I arrived at this video on combinatorial families in a playlist, but I don't really understand the main idea. The explanation in the first 90 seconds isn't very clear, and then it moves on to list various identities. The only other resource I can find on the subject is a mention in passing on Wikipedia.
Is there a difference between the combinatorial family corresponding to a generating function, as outlined in the video, and the sequence which is generated by the generating function, or are these two things synonymous?
From the point of view of a generating function, a combinatorial family "is" just a sequence $\langle a_0, a_1, a_2, \dots \rangle$ of nonnegative integers. Generating functions are just dumb mathematical objects who don't really understand human intuitions.
From the point of view of human problem-solvers, a combinatorial family $\mathcal A$ is a set (or family) of objects counted by this sequence. Each object has an associated "length" or "weight" or whatever you want to call it; the weights are nonnegative integers.
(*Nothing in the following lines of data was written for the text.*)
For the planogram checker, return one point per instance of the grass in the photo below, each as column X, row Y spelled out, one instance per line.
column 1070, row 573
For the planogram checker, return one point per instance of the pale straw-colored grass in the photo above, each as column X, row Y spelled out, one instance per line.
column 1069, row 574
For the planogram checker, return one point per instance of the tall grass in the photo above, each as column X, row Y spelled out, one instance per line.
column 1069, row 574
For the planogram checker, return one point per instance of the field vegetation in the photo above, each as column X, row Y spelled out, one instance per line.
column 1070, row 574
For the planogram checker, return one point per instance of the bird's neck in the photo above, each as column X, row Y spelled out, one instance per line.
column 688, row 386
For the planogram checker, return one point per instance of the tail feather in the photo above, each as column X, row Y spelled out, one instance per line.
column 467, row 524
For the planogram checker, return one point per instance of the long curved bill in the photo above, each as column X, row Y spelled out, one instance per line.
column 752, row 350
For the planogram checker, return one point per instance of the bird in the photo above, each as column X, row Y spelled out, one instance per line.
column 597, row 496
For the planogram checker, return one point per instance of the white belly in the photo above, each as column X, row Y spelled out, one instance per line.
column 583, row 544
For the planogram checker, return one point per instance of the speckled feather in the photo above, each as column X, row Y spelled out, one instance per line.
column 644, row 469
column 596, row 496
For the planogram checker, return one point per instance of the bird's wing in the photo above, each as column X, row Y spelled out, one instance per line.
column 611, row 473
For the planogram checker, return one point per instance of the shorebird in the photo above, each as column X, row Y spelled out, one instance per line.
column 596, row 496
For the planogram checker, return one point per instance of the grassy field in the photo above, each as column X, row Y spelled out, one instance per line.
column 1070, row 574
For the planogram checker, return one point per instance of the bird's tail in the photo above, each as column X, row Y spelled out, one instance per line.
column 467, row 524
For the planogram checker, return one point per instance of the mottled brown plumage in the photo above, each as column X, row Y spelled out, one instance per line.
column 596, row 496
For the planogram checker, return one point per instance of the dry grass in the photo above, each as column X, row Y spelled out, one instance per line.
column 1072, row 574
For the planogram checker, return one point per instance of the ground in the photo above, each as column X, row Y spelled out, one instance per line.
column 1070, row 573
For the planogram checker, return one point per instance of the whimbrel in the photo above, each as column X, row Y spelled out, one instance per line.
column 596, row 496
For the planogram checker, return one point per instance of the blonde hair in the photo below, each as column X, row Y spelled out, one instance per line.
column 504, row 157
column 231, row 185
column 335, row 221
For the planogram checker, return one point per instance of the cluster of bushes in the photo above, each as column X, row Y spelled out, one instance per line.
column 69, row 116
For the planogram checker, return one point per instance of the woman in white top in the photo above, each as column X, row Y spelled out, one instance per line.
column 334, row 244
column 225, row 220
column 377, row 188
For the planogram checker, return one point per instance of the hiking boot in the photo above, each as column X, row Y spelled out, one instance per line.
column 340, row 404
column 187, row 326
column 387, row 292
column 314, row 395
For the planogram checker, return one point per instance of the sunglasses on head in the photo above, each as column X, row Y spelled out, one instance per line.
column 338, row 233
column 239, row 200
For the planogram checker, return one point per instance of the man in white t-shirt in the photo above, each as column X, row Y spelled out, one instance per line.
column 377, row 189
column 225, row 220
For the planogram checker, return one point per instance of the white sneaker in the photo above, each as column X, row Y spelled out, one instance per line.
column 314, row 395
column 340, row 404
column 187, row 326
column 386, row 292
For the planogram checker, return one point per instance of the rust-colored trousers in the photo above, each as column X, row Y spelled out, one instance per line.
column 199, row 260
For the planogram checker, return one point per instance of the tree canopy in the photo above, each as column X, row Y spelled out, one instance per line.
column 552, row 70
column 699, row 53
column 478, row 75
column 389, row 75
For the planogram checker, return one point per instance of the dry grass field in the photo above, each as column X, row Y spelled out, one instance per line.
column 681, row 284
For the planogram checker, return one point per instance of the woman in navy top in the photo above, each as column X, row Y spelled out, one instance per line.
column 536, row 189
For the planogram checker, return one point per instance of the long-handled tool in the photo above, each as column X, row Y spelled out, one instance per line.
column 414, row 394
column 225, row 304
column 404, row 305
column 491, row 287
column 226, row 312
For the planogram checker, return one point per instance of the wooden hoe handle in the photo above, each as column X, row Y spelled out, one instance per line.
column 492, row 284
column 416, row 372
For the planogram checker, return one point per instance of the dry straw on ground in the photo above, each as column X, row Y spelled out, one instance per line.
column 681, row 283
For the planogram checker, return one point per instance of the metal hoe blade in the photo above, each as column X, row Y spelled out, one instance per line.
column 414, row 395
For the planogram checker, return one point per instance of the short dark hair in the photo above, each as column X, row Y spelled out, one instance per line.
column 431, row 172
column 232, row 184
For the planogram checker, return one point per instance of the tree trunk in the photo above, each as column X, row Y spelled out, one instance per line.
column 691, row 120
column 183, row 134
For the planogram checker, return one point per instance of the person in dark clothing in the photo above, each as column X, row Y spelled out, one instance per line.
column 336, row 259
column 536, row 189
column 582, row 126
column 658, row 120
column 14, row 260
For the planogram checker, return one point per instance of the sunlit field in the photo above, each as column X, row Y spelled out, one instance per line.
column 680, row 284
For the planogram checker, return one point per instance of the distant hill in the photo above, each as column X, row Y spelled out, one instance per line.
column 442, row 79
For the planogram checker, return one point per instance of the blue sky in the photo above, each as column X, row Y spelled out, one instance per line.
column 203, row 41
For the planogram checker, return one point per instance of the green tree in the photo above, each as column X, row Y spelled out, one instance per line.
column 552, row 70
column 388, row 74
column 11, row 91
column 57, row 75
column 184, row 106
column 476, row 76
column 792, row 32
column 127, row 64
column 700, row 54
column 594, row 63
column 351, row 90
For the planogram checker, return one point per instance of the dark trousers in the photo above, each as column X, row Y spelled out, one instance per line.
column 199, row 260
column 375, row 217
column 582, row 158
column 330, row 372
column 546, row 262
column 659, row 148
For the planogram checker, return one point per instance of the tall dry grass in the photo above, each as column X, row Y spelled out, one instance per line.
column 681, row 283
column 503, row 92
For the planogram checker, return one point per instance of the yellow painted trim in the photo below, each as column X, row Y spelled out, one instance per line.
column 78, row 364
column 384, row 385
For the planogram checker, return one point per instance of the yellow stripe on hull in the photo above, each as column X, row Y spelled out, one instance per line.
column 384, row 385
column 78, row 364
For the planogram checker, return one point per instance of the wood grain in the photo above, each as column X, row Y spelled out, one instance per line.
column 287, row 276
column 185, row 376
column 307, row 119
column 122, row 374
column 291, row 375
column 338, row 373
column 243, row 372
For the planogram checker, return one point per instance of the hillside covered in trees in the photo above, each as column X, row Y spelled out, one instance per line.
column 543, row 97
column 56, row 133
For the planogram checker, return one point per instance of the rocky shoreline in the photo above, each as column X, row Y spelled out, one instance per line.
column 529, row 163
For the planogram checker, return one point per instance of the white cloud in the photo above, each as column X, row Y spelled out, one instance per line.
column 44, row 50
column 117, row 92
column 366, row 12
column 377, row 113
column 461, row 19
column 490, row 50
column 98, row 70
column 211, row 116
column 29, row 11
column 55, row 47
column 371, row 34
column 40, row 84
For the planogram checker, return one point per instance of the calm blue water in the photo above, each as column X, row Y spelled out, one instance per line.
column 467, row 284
For the combinatorial family $\mathcal A$ to be counted by the sequence $\langle a_0, a_1, a_2, \dots \rangle$, we would like there to be exactly $a_i$ objects in $\mathcal A$ with "weight" or "length" $i$.
Some examples:
The point of distinguishing between the combinatorial family, the sequence, and the generating function is that nice arithmetical operations on generating functions correspond to weird arithmetical operations on sequences which correspond to nice combinatorial operations on combinatorial families.
For example, as mentioned in the video, the product $A(x) \cdot B(x) = C(x)$ corresponds to a convolution of sequences: $a_n b_0 + a_{n-1}b_1 + \dots + a_0 b_n = c_n$. This corresponds to a Cartesian product of combinatorial families: $\mathcal C = \mathcal A \times \mathcal B$, with the "length" or "weight" of an ordered pair $(a,b) \in \mathcal C$ corresponding to the sum of the $\mathcal A$-weight of $a$ and the $\mathcal B$-weight of $b$.